Em 05 de julho de 2019, o ex-dirigente do PTP foi condenado a três anos e seis meses de prisão efetiva pelo Tribunal da Instância Central da Comarca da Madeira pela prática dos crimes de desobediência qualificada ao tribunal e difamação agravada.

O coletivo de juízes presidido por Teresa Sousa optou, na altura, pela efetividade da pena devido aos antecedentes do arguido, com várias sentenças no âmbito da sua atividade política, considerando que José Manuel Coelho tem propensão para este tipo de crimes contra a honra das pessoas e mostrou não acreditar na Justiça.

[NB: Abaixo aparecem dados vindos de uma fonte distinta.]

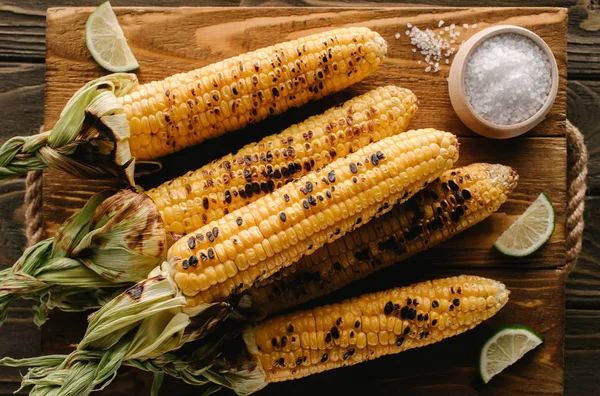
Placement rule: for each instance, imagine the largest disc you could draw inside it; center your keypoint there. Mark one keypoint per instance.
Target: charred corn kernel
(397, 305)
(259, 168)
(431, 216)
(187, 108)
(337, 184)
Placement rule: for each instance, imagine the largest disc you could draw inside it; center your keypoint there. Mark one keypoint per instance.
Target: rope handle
(577, 158)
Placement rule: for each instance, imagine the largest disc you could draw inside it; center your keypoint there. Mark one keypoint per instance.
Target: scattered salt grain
(435, 46)
(507, 79)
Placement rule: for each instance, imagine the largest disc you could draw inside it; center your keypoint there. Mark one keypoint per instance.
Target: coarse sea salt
(507, 79)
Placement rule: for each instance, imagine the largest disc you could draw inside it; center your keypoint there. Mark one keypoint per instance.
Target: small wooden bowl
(459, 99)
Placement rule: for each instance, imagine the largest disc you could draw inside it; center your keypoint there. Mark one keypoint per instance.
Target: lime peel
(530, 231)
(106, 41)
(505, 347)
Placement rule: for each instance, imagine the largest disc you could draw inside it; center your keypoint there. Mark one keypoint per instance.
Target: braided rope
(577, 158)
(576, 179)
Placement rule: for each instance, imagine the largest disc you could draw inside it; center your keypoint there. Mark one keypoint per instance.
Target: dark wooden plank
(20, 336)
(581, 371)
(23, 22)
(403, 3)
(583, 285)
(583, 104)
(68, 66)
(582, 352)
(584, 40)
(21, 98)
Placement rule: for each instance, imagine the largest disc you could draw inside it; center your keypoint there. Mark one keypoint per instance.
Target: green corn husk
(90, 139)
(139, 328)
(113, 242)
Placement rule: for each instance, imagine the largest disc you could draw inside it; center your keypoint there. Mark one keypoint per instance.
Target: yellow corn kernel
(259, 168)
(339, 184)
(187, 108)
(432, 216)
(328, 350)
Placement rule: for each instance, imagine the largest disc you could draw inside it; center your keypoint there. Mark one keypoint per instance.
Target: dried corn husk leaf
(112, 242)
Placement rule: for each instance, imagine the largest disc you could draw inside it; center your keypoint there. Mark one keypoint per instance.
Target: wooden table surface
(22, 54)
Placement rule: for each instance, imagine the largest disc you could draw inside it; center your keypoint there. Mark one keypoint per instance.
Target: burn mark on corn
(192, 242)
(210, 236)
(335, 332)
(411, 314)
(389, 308)
(135, 291)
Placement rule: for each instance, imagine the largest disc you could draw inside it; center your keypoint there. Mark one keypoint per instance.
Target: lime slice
(106, 41)
(504, 348)
(531, 230)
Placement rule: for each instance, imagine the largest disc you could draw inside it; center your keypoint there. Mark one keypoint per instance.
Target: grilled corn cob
(185, 109)
(373, 325)
(209, 193)
(459, 199)
(230, 254)
(250, 244)
(190, 201)
(125, 120)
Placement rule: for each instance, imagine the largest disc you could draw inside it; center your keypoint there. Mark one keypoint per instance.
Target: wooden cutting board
(170, 40)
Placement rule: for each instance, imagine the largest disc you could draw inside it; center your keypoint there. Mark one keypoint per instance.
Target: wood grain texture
(581, 365)
(69, 65)
(537, 282)
(584, 282)
(446, 368)
(583, 106)
(185, 39)
(582, 352)
(23, 22)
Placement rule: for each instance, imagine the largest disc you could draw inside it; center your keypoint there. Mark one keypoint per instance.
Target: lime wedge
(504, 348)
(106, 41)
(531, 230)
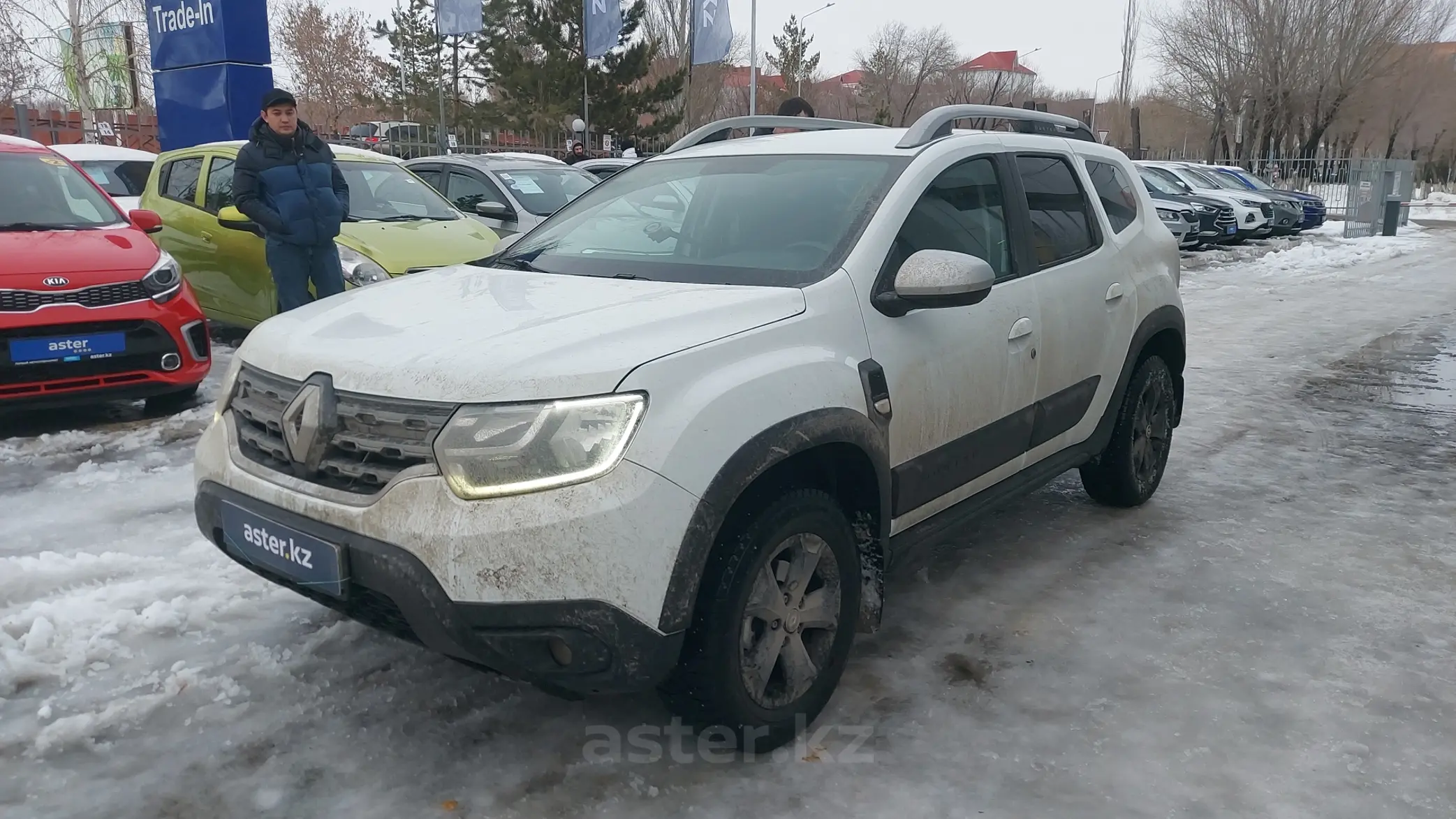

Em causa estiveram declarações proferidas contra diversas entidades, em alguns casos em períodos de campanha eleitoral.

Este julgamento resultou da junção de 11 processos movidos por vários assistentes, que começaram no tribunal da Instância Local da Madeira, no Funchal, tendo o arguido pedido sucessivamente escusa dos juízes dos casos.

Os magistrados optaram por juntá-los num só e remeteram-no para a Instância Central.

Neste julgamento, José Manuel Coelho foi também condenado a pagar aos lesados um total de 28 mil euros de indemnização, tendo recorrido da decisão.

No acórdão do Tribunal da Relação, a que a Lusa teve hoje acesso, com data de 04 de março de 2020, e que suspende a execução da sentença, pode ler-se que “o pesado passado criminal do recorrente - exclusivamente no campo da palavra - não pode justificar a aplicação de uma pena de prisão por ser absolutamente desproporcionada”.

Os juízes acrescentam que “ser de primordial importância ter em conta o facto de que o recorrente estar a atuar no âmbito da luta política, sob pena de se estar a afastar do debate e da arena pública uma voz incómoda, desagradável, minoritária e até injusta”.

Contudo, o tribunal sustenta que o comportamento de José Manuel Coelho está “no limite do admissível quanto à suspensão de execução da pena de prisão”.

“Ainda assim, num último apelo à consciencialização do arguido, vamos optar por suspendê-la, ainda que condicionada ao pagamento de determinadas condições, nomeadamente no pagamento das indemnizações aos lesados a que foi condenado”, no prazo de dois anos, afirmam, reforçando que a suspensão da pena é por igual período.

Confrontado pela agência Lusa com esta decisão, José Manuel Coelho declarou: “Vou ter de pagar, senão vão prender-me”.

O ex-dirigente e deputado do Partido Trabalhista Português (PTP) adiantou que vai ter de “fazer um plano de pagamento e voltar para a construção civil, como pintor, para ter dinheiro” para pagar a indemnização.

Recordou que parte da sua reforma já está “penhorada por delito de opinião” de uma sentença num outro processo.

“Este acórdão é uma ‘Vitória de Pirro’ para José Manuel Coelho e para todos os democratas que anseiam por liberdade de imprensa e de expressão no nosso país”, opinou por seu turno a filha do arguido, Raquel Coelho.

A também ex-dirigente e deputada do PTP argumentou que, com esta decisão, o Tribunal da Relação “suspende a pena de cadeia, mas em troca obriga ao pagamento de uma indemnização milionária que sabem que o arguido não pode pagar”.

“É mais uma decisão que envergonha o Portugal de Abril e que resultará em mais uma condenação do Tribunal Europeu dos Direitos do Homem a Portugal por violação da liberdade de expressão e de imprensa”, vincou, concluindo ser “mais uma machadada na nossa débil democracia”.